The difference, conservatively, is a factor of 1000.

There are plenty of times in software engineering where scaling 1000x will force you to reconsider your architecture.

Sure, fair enough.

To be clear I do not believe that async disk I/O is never useful, I just think that it's not as useful as people at first imagine when they learn about async I/O.

Yes, it may be 1000 times slower than memory. But there's a fundamental paradigm difference from network events, in that with network events you are waiting for some other entity to take action, with no implicit expectation that they will do so in any particular timeframe. Like, if you're waiting for connections on a listen socket, there's no telling how long you will be waiting.

Disk I/O is fundamentally different in that once you submit an operation, you expect it to complete within a reasonable, finite time period.

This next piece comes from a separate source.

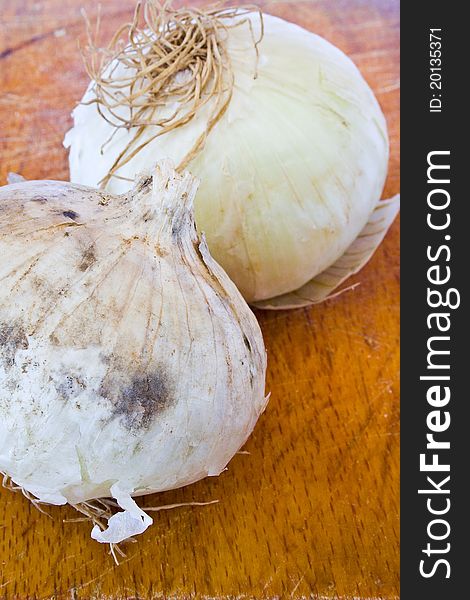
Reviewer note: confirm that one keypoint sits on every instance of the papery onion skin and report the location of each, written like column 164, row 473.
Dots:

Async disk I/O is primarily useful for implementing read-ahead / write-behind scheduling behaviors. While databases tend to be the obvious use case, the OS is often so poor at this that there are large performance improvements even for much simpler use cases that are otherwise disk I/O intensive.
I'm not sure that's the primary use case any more. Fast SSDs require high queue depths to use their full throughput, so async IO is desirable to use any time an application knows it has several IO requests to issue in parallel—one thread per request has too much overhead.
Sure, but that behavior is effectively read-ahead / write-behind on your I/O buffers. That doesn't mean much more than anticipating future I/O operations before completion of that I/O is required by the code for efficient forward progress.
They're really not equivalent. Read-ahead only helps for predictable IO patterns. Issuing multiple read requests in parallel from the application is useful in a far broader range of scenarios. And for both reads and writes, being able to submit IO in batches (without having to wait for the entire batch to complete) can drastically cut down on overhead compared to submitting IOs sequentially as if they were a linear dependency chain, and makes it possible to keep the storage properly busy instead of it idly waiting on the host software to prepare and submit the next IO.